Today, solar supplies just two percent of the world’s electricity and even though it might look like solar power could keep on growing exponentially, its rise could very well hit a ceiling, flattening out in coming decades, far before it unseats dominant fossil fuels. In Europe, we’re already seeing this slowdown, and if that happens on a global scale, the solar revolution could sputter out. Preventing that is the point of my new book, Taming the Sun. I argue that three types of innovation are needed to unlock Solar’s full potential.
The first innovation is financial. Right now, solar needs to attract trillions of dollars to fuel its rise but so far, the world’s most deep-pocketed investors have largely sat on the sidelines. So, the solar industry needs to take a page out of the playbook from the fossil fuel, automobile, and mortgage industries, and bundle together solar projects, so big institutional investors feel comfortable buying and trading them. I’m pretty confident the industry will figure that one out. But just as soon as solar gets over that funding speed bump, it could run into a much more serious obstacle, known as value deflation.
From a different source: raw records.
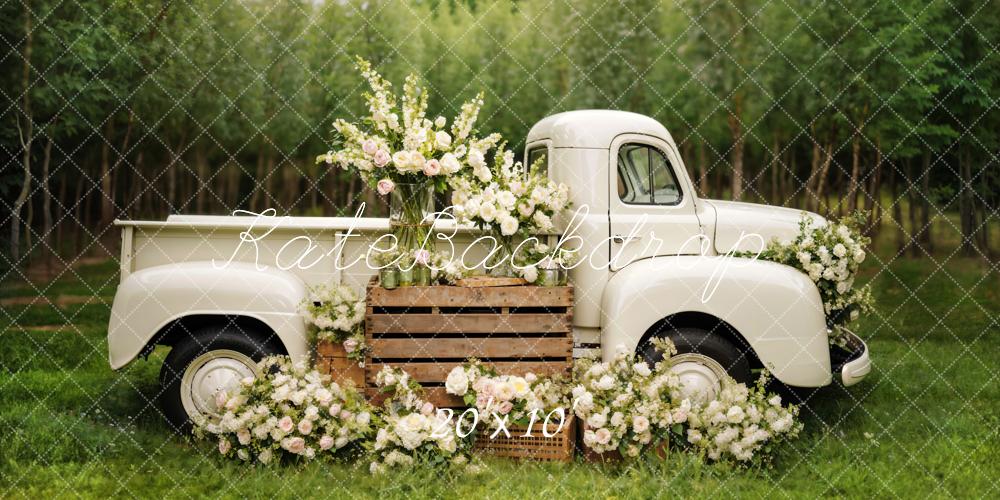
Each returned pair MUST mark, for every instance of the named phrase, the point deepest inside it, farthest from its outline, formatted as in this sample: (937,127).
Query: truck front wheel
(703,361)
(211,360)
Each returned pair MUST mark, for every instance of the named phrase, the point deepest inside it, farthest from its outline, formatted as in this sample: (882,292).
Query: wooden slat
(438,396)
(464,348)
(469,323)
(438,372)
(453,296)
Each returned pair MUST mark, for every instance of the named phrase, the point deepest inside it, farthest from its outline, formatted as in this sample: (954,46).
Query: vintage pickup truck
(223,291)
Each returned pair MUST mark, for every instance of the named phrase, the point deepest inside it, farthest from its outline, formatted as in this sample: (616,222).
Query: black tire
(698,341)
(255,345)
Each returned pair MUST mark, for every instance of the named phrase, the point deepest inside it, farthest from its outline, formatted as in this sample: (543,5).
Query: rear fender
(775,308)
(150,299)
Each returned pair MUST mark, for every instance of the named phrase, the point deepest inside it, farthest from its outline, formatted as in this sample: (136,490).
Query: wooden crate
(429,330)
(331,359)
(559,447)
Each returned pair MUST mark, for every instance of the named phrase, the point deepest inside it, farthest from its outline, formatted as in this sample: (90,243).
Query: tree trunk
(912,205)
(201,169)
(736,130)
(823,172)
(852,187)
(966,204)
(810,190)
(897,212)
(107,197)
(46,204)
(925,237)
(702,169)
(873,203)
(26,137)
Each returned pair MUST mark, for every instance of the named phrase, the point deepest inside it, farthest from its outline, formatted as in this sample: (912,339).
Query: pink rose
(286,424)
(422,256)
(220,399)
(481,401)
(505,407)
(382,158)
(295,445)
(305,426)
(432,168)
(603,436)
(385,186)
(350,345)
(325,443)
(427,409)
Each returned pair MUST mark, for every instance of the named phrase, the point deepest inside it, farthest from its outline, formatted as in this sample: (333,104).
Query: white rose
(457,382)
(487,212)
(530,274)
(597,420)
(542,221)
(476,159)
(605,383)
(506,199)
(640,424)
(442,140)
(508,226)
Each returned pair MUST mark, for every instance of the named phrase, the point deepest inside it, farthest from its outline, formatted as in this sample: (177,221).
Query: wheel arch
(703,321)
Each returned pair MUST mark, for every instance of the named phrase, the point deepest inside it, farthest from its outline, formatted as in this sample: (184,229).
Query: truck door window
(540,155)
(645,176)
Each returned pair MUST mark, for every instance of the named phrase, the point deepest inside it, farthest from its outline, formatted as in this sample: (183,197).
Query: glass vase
(388,278)
(499,262)
(421,275)
(410,204)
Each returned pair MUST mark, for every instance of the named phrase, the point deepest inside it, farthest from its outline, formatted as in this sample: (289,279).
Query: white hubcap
(210,373)
(701,377)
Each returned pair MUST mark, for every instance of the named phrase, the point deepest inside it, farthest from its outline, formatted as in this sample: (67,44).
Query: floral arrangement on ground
(289,413)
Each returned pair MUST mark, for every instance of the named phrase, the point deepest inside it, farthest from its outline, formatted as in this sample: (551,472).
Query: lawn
(923,424)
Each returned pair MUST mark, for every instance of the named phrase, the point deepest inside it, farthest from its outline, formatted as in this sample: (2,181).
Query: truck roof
(594,128)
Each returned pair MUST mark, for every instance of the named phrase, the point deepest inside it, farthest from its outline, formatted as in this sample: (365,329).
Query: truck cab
(658,262)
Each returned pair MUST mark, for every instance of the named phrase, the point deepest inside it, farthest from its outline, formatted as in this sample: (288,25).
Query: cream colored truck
(223,291)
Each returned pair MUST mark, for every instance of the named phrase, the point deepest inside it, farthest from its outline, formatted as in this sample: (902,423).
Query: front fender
(149,299)
(776,308)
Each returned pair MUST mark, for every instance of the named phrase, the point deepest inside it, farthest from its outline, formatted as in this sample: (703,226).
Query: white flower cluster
(510,203)
(742,422)
(626,406)
(830,254)
(337,312)
(287,411)
(414,431)
(411,150)
(511,396)
(619,402)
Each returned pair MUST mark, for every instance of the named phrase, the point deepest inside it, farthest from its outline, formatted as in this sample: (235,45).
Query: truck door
(652,203)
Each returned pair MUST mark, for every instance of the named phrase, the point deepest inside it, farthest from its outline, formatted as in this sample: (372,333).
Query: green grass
(923,424)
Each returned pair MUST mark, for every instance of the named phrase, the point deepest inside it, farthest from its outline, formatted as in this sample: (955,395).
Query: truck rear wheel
(213,359)
(703,361)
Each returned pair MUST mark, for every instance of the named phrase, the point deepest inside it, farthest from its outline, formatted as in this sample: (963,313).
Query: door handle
(623,239)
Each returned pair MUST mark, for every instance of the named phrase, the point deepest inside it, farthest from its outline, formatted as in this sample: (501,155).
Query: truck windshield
(539,154)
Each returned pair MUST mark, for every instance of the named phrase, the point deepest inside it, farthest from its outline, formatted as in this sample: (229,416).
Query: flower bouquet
(399,152)
(338,312)
(287,411)
(513,203)
(412,430)
(507,395)
(830,254)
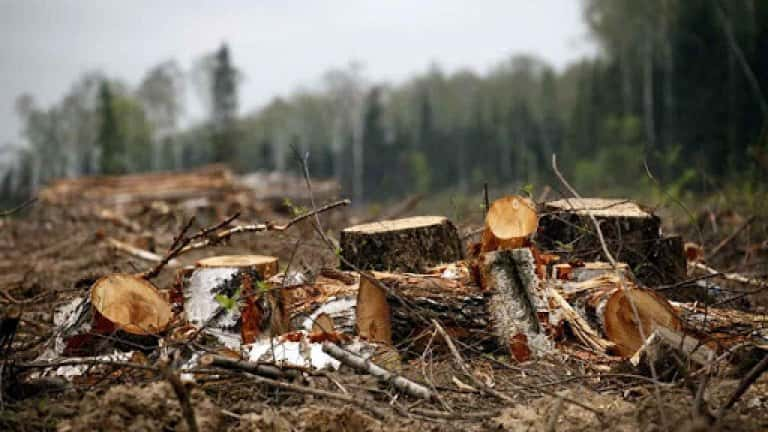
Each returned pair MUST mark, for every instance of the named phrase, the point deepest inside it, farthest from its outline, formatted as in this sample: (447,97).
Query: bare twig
(267,370)
(223,235)
(348,398)
(136,252)
(619,274)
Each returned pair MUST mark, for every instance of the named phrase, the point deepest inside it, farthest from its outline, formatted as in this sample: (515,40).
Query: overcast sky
(279,45)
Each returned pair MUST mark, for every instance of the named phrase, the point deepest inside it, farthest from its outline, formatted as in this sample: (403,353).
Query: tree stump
(408,245)
(632,234)
(122,311)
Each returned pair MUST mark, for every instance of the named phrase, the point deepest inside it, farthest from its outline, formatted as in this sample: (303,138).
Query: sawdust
(152,407)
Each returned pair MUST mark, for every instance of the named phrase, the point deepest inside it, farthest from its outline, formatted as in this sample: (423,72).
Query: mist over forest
(676,96)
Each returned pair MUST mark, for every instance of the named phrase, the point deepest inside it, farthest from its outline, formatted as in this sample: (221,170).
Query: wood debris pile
(535,287)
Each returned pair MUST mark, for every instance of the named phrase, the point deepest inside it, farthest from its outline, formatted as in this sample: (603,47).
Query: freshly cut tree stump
(509,221)
(632,234)
(606,302)
(220,285)
(408,245)
(515,302)
(131,303)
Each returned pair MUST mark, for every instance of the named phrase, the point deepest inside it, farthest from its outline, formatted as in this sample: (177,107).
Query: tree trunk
(612,304)
(502,314)
(408,245)
(218,284)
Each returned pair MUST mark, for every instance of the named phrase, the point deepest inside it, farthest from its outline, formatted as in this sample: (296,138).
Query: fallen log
(611,303)
(410,245)
(510,220)
(373,320)
(515,301)
(501,314)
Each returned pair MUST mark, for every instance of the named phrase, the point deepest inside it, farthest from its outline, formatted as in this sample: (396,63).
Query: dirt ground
(49,255)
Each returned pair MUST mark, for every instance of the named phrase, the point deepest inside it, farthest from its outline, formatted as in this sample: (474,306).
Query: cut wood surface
(632,234)
(131,303)
(510,277)
(373,320)
(233,277)
(410,244)
(510,220)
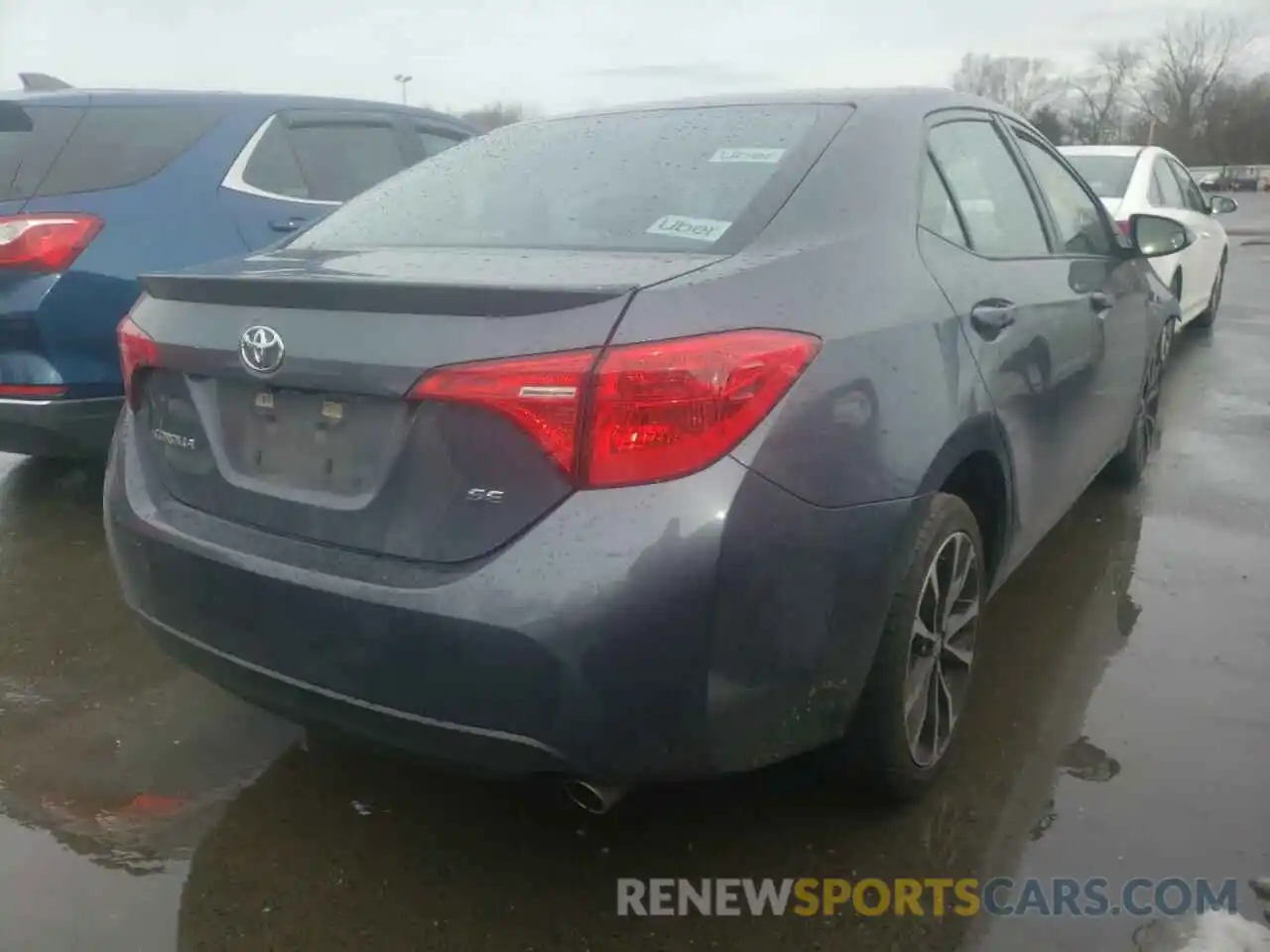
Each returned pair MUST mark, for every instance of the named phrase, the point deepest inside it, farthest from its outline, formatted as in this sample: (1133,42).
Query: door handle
(286,223)
(991,317)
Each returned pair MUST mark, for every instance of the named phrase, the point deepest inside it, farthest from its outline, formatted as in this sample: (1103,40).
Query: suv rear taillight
(137,350)
(45,243)
(644,413)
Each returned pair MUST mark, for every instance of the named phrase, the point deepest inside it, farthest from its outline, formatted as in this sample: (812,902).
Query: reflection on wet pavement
(1120,729)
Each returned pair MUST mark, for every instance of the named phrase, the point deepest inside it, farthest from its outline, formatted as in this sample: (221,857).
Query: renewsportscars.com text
(928,896)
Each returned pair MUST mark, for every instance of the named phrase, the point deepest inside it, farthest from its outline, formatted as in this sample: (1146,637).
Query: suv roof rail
(42,82)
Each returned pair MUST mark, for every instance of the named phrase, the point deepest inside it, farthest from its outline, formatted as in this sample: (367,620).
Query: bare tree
(1020,82)
(1196,56)
(1102,95)
(495,114)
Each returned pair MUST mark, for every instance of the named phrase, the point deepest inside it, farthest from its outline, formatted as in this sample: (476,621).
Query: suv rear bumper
(59,428)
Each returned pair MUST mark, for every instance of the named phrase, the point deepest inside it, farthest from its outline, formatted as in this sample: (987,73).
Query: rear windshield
(1107,175)
(31,137)
(675,179)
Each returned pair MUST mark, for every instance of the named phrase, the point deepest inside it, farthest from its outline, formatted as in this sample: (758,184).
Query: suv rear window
(121,145)
(674,179)
(31,137)
(324,160)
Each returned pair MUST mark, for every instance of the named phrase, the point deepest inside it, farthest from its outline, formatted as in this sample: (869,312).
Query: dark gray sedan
(640,444)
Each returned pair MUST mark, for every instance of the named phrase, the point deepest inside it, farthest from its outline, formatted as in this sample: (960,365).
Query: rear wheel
(1214,298)
(916,693)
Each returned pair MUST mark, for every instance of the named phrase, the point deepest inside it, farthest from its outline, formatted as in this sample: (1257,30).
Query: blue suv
(99,186)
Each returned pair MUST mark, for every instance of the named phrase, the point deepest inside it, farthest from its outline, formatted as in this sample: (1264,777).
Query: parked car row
(100,186)
(702,451)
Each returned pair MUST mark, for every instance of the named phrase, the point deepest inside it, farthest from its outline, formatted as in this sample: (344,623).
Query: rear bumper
(705,626)
(76,428)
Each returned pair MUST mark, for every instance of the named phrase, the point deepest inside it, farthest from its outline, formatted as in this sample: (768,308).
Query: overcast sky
(556,54)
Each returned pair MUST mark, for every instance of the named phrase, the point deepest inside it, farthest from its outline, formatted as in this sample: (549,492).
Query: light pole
(403,79)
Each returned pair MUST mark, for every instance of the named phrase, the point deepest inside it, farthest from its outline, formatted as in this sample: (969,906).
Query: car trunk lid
(325,447)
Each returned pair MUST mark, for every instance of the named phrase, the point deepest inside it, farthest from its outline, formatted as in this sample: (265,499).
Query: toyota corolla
(640,444)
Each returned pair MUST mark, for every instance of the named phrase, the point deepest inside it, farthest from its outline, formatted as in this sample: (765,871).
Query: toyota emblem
(261,349)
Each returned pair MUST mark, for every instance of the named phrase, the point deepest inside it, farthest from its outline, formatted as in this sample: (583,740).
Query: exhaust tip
(592,798)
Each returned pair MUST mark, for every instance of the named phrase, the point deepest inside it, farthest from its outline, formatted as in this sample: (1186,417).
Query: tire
(1128,466)
(887,760)
(1214,298)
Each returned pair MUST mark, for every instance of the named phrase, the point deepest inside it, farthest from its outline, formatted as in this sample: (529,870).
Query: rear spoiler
(375,296)
(42,82)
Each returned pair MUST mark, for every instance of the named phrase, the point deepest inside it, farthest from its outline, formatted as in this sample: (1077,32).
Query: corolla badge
(261,349)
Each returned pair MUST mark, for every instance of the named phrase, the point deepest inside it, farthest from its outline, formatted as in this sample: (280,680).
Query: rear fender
(979,433)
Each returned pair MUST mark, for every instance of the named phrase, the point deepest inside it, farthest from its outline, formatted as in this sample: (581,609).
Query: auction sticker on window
(695,229)
(766,157)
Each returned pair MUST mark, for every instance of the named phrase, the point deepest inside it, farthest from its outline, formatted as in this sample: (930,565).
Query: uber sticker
(767,157)
(695,229)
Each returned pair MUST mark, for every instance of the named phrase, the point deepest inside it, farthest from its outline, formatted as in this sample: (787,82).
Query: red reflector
(45,243)
(648,412)
(541,394)
(31,391)
(137,350)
See, all this investment will help the industry produce and deploy more solar panels, driving down the cost of building a new solar project. That’s the good news. But the bad news is that the value of the electricity produced by solar will plunge even faster. As more solar panels come online, they’ll flood the grid with power in the middle of the day, but shut off when the sun sets. Even though customers will need power during dinnertime, the next solar panel will just feed them more lunchtime power. That’s not very valuable. Soon, the value will fall below the cost, so it won’t make economic sense to install any more solar panels.
That will halt the momentum of solar’s rise. Overcoming this barrier starts with technological innovation. Breakthroughs in solar technology could cause the cost of solar to plunge, enabling more solar to be deployed economically. Next-generation technologies, such as perovskites, already exist in laboratories. They could transform today’s heavy, rigid, and frankly ugly solar panels into lightweight, flexible, and colorful coatings that tomorrow could cover cityscapes around the world.
Additionally, developing advanced solar thermal plants could convert the sun’s energy into heat, and use that heat to generate power 24/7, rather than just at lunchtime. And one day, artificial leaf technology could even harness sunlight to make portable fuels, finally making oil obsolete. Still, even with these two types of innovation, solar will need a third to limit the decline of its value as more of it’s deployed.
This would be systemic innovation, which includes things like Continent-spanning power grids that link sun-drenched deserts to power-hungry cities; Energy markets that pay for energy storage and flexible generators to smooth out the volatile swings of solar power;
Smart software that can turn electric vehicles into mobile batteries to resupply the grid once the sun goes down. These innovative energy systems would preserve solar’s value by making sure that solar power can be used no matter when it’s produced or how it fluctuates. Promoting all three kinds of innovation will require urgent investments by governments all around the world.